Dile getirdiği veya getirmediği duygularını gözlemleyebilir ve bahsettiği duyguları yansıtarak onun bakış açısını anladığımızı gösterebiliriz.
Örneğin: "Bu durumdan gerçekten çok etkilendiğini (üzüldüğünü, kızdığını, hayal kırıklığına uğradığını, çaresiz hissettiğini) görüyorum. Paylaştığın için teşekkür ederim’’.
Paylaştığı konu hakkında açık uçlu sorular sorarak destek olabiliriz. “Niçin”, “neden” soruları arkadaşımızda sorgulanma hissi yaratabilir. “Niçin”, “neden” ile başlayan soruları sormadan; “ne” ve “nasıl” gibi açık uçlu sorularla duygu ve düşüncelerini dışa vurmasına destek olabiliriz.
Örneğin:
“Bu duyguları tetikleyen konu hakkında daha fazla bilgi verebilir misin?"
“Böyle hissetmene/düşünmene ne neden oldu?”
Bazı kişilerin tamamen açılması zaman alabilir. Sabırlı olmak ve arkadaşımıza kendi hızında, kendini hazır hissettikçe açması için ihtiyaç duydukları alanı ve zamanı vermeliyiz.
Örneğin:
“Bana anlatmak istediğin kadar anlatabilirsin”
“Paylaşmak istediğin kadar, paylaşmaya hazır olduğun kadarını dinlemeyi isterim.”
Arkadaşımıza bizimle paylaştığı duygu ve düşüncelerinin doğal olduğunu ve bazı kişilerin de benzer zorluklarla karşılaştığını söyleyebiliriz.
Örneğin: ”Bu şekilde hisseden sadece değilsin. Birçok kişi bu durumla karşılaşıyor.”
Ona destek olmak için burada olduğumuzu ve bununla yalnız başına başa çıkma zorunluluğu olmadığını hatırlatabiliriz.
Örneğin: “Yanındayım ve bu problemi çözerken de yanında olacağım.”
Eğer arkadaşımız daha fazla konuşmak istemiyorsa veya daha fazla açılmak konusunda rahatsız olmuş görünüyorsa, sınırlarına saygı göstermeli ve konuşmaya hazır olduğunda her zaman yanında olduğumuzu söyleyebiliriz.
Örneğin: "Bu konuda daha fazla konuşmaya hazır değilsen anlıyorum. Sadece şunu bilmeni isterim ki ihtiyacın olduğunda buradayım."

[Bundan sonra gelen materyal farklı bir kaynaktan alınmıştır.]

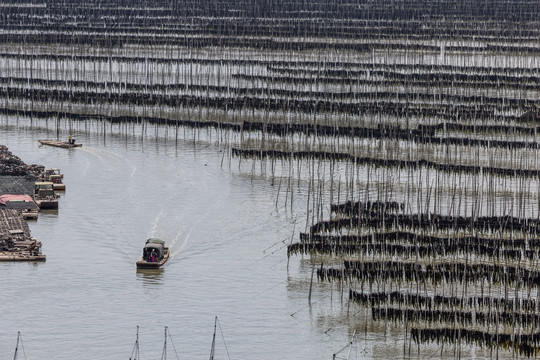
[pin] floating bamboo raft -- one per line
(58, 143)
(16, 243)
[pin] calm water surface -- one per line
(227, 238)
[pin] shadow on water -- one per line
(150, 276)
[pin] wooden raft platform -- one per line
(16, 243)
(57, 143)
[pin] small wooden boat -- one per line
(44, 195)
(54, 176)
(57, 143)
(155, 254)
(24, 203)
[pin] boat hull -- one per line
(57, 143)
(59, 187)
(153, 265)
(47, 204)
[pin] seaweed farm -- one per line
(398, 139)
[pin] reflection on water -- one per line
(150, 276)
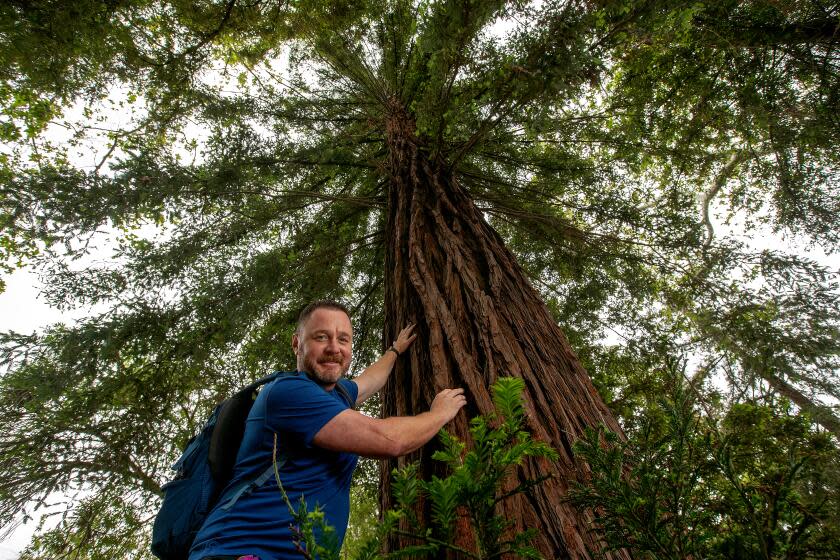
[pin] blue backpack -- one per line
(204, 471)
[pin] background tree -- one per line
(427, 162)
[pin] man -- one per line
(319, 438)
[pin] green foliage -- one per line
(760, 482)
(606, 142)
(472, 490)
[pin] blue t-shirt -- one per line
(296, 408)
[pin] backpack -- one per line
(204, 471)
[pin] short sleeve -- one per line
(300, 407)
(352, 390)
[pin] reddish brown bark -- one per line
(479, 318)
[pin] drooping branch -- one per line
(720, 180)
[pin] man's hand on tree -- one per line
(448, 402)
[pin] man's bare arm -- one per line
(353, 432)
(374, 377)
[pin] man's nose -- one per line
(332, 345)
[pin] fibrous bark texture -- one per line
(478, 318)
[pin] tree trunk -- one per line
(479, 318)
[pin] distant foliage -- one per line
(760, 482)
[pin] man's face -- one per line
(324, 346)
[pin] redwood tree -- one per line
(488, 170)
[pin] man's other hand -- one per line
(448, 402)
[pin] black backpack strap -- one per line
(230, 427)
(248, 486)
(344, 393)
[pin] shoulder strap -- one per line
(230, 427)
(340, 388)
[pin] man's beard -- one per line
(325, 377)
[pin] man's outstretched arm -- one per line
(353, 432)
(374, 377)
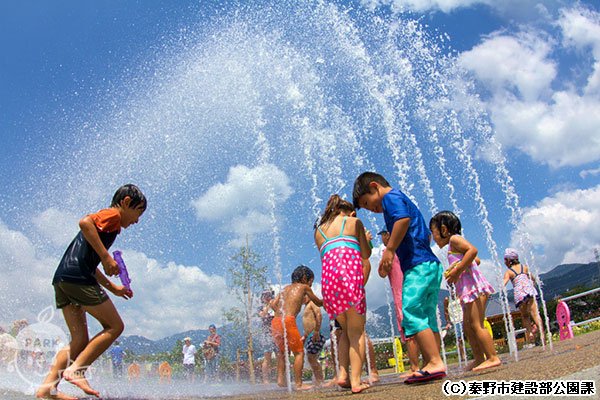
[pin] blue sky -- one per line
(240, 119)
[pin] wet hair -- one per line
(361, 185)
(302, 274)
(335, 205)
(138, 200)
(446, 218)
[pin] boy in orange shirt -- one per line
(77, 291)
(292, 297)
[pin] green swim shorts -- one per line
(66, 293)
(420, 291)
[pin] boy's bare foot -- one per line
(50, 392)
(492, 362)
(473, 364)
(360, 388)
(77, 378)
(303, 387)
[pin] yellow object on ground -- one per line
(399, 363)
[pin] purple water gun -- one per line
(122, 270)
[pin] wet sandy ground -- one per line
(578, 358)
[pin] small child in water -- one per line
(471, 287)
(287, 305)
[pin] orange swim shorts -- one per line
(294, 339)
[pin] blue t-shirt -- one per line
(414, 248)
(116, 353)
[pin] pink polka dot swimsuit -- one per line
(342, 275)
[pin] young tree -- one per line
(247, 281)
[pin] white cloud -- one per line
(563, 228)
(245, 198)
(558, 127)
(512, 63)
(170, 299)
(58, 227)
(25, 277)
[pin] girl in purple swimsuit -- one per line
(471, 287)
(345, 252)
(524, 293)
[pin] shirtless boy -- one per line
(287, 305)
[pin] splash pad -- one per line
(308, 93)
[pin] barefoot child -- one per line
(472, 289)
(524, 293)
(77, 290)
(409, 240)
(287, 305)
(341, 239)
(313, 338)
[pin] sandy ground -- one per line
(578, 358)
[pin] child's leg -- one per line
(412, 348)
(77, 324)
(266, 367)
(107, 315)
(469, 326)
(353, 324)
(482, 336)
(315, 366)
(281, 381)
(343, 358)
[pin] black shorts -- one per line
(66, 293)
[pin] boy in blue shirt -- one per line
(77, 291)
(409, 240)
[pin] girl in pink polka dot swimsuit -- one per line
(345, 252)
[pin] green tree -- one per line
(247, 281)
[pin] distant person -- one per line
(342, 242)
(287, 305)
(116, 356)
(524, 294)
(189, 359)
(409, 240)
(395, 276)
(266, 315)
(210, 352)
(472, 289)
(77, 290)
(313, 338)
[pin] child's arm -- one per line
(308, 291)
(398, 232)
(90, 233)
(366, 270)
(111, 287)
(469, 252)
(365, 249)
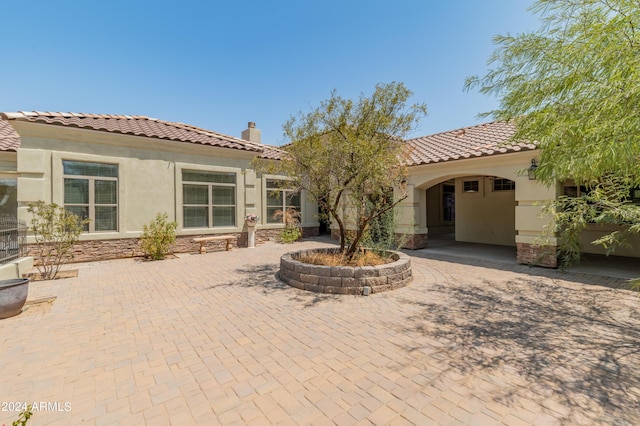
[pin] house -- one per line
(469, 184)
(472, 183)
(120, 171)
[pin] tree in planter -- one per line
(158, 236)
(573, 86)
(55, 231)
(345, 153)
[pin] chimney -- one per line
(251, 134)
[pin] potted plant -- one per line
(251, 219)
(13, 294)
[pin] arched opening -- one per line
(472, 209)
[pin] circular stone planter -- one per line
(13, 294)
(344, 279)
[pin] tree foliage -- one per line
(345, 153)
(573, 87)
(55, 231)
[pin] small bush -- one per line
(290, 234)
(55, 231)
(362, 258)
(158, 236)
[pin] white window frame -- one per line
(239, 197)
(91, 205)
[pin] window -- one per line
(209, 199)
(280, 198)
(448, 203)
(91, 192)
(470, 186)
(500, 184)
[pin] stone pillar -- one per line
(251, 234)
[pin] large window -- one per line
(91, 192)
(279, 199)
(209, 199)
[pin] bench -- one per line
(203, 241)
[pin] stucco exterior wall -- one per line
(485, 216)
(149, 176)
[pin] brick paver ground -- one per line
(216, 339)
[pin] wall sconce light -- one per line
(532, 169)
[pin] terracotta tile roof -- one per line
(9, 139)
(140, 126)
(475, 141)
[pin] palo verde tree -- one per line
(573, 87)
(347, 154)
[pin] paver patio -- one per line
(216, 339)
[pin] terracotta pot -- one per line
(13, 294)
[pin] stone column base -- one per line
(529, 254)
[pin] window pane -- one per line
(193, 176)
(278, 184)
(223, 195)
(106, 192)
(76, 191)
(471, 186)
(90, 169)
(81, 212)
(196, 217)
(196, 194)
(274, 198)
(293, 199)
(224, 216)
(271, 183)
(271, 211)
(106, 218)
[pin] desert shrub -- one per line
(362, 258)
(55, 231)
(291, 232)
(158, 236)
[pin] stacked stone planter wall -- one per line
(344, 279)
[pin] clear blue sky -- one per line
(220, 64)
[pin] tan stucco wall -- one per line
(149, 175)
(504, 217)
(485, 216)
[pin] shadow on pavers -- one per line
(579, 346)
(264, 278)
(577, 275)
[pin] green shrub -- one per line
(290, 234)
(55, 231)
(23, 418)
(158, 236)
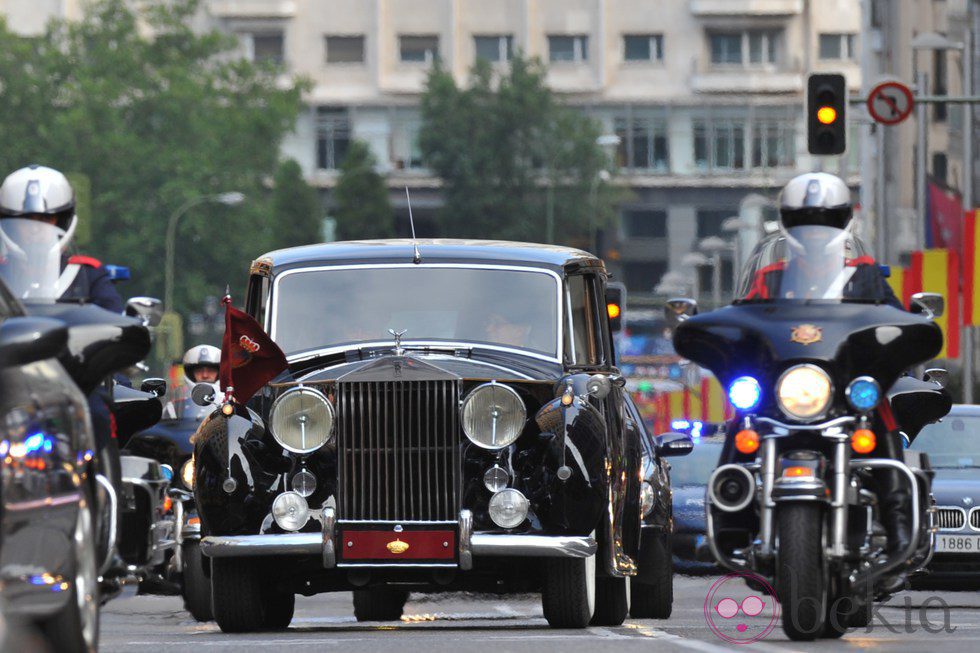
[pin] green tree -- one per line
(515, 162)
(296, 209)
(153, 114)
(361, 205)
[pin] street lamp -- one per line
(231, 198)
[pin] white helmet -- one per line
(200, 356)
(36, 190)
(815, 198)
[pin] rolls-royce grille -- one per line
(398, 450)
(951, 519)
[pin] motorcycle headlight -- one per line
(493, 416)
(301, 420)
(187, 473)
(804, 392)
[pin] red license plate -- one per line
(387, 545)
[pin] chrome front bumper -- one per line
(470, 544)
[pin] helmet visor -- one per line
(30, 258)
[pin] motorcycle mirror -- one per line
(931, 304)
(678, 309)
(202, 394)
(673, 444)
(155, 386)
(938, 376)
(147, 309)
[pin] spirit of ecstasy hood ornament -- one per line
(398, 340)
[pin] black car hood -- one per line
(689, 509)
(951, 486)
(475, 366)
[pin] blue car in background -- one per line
(689, 477)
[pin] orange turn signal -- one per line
(797, 472)
(747, 441)
(863, 441)
(826, 115)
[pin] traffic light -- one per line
(826, 112)
(615, 305)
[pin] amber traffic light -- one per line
(826, 109)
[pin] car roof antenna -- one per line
(417, 257)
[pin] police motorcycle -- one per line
(134, 532)
(813, 494)
(169, 442)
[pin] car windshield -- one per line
(812, 263)
(696, 467)
(30, 258)
(324, 308)
(951, 443)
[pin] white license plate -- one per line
(957, 543)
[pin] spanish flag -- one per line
(938, 271)
(971, 268)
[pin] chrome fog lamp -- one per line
(301, 420)
(508, 508)
(648, 497)
(187, 473)
(804, 392)
(496, 478)
(493, 416)
(290, 511)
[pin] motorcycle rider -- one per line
(45, 195)
(823, 200)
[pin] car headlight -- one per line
(187, 473)
(301, 420)
(493, 416)
(804, 391)
(648, 496)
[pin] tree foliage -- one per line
(515, 162)
(153, 114)
(361, 205)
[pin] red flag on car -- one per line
(249, 357)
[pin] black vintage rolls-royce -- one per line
(451, 419)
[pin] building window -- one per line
(644, 223)
(268, 48)
(747, 48)
(643, 142)
(333, 136)
(573, 49)
(643, 47)
(495, 49)
(345, 49)
(837, 47)
(418, 49)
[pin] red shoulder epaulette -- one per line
(85, 260)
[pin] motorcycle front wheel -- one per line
(801, 575)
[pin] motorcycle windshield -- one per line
(812, 264)
(30, 258)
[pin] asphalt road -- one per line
(455, 622)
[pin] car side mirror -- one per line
(147, 309)
(673, 444)
(679, 309)
(155, 386)
(30, 339)
(938, 376)
(930, 304)
(202, 394)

Durum ciddi görünüyorsa veya arkadaşımız önemli ölçüde zorluk yaşıyorsa, nazikçe bir ruh sağlığı profesyonelinden yardım aramayı dile getirebiliriz.
Örneğin: "Belki de bu yaşadıkların ve hissettiklerinle ilgili bir uzmanla konuşman yararlı olabilir. Dışarıdan ve bu konuda uzman bir kişiye hissettiklerini aktarabilmenin sana iyi gelebileceğini düşünüyorum. İstersen kim olabilir diye birlikte bakabiliriz.’’
İlk konuşmadan sonra, arkadaşımızı düzenli olarak kontrol etmeyi ihmal etmemeliyiz. Bu, onun iyi olma halini gerçekten önemsediğimizi gösterir.
Örneğin: "Son konuştuğumuzdan beri nasıl hissediyorsun? Bir şeye ihtiyacın olursa buradayım."
Arkadaşımıza destek olma sürecinde önemli olan iki yaklaşım vardır: empatik yaklaşım ve sempatik yaklaşım.
Empati, duyguları anlamaktır:
Bir arkadaşımız ruh sağlığı zorluklarıyla karşılaştığında, onun hislerini ve deneyimlerini gerçekten anlamaya çalışmak empatiyi ifade eder. Onun yerine kendimizi koyarak nasıl hissedebileceğini düşünmek, onunla daha derin bir bağ kurmamıza yardımcı olur. Empati, sadece üzülmekten daha fazlasını içerir; kişinin iç dünyasını ve yaşadıklarını anlamaya çalışmak anlamına gelir. Empati cümleleri şunlar olabilir:
"Biliyorum, ekonomik problemler seni çok yordu. Senin yerinde olsam ben de aynı hissederdim."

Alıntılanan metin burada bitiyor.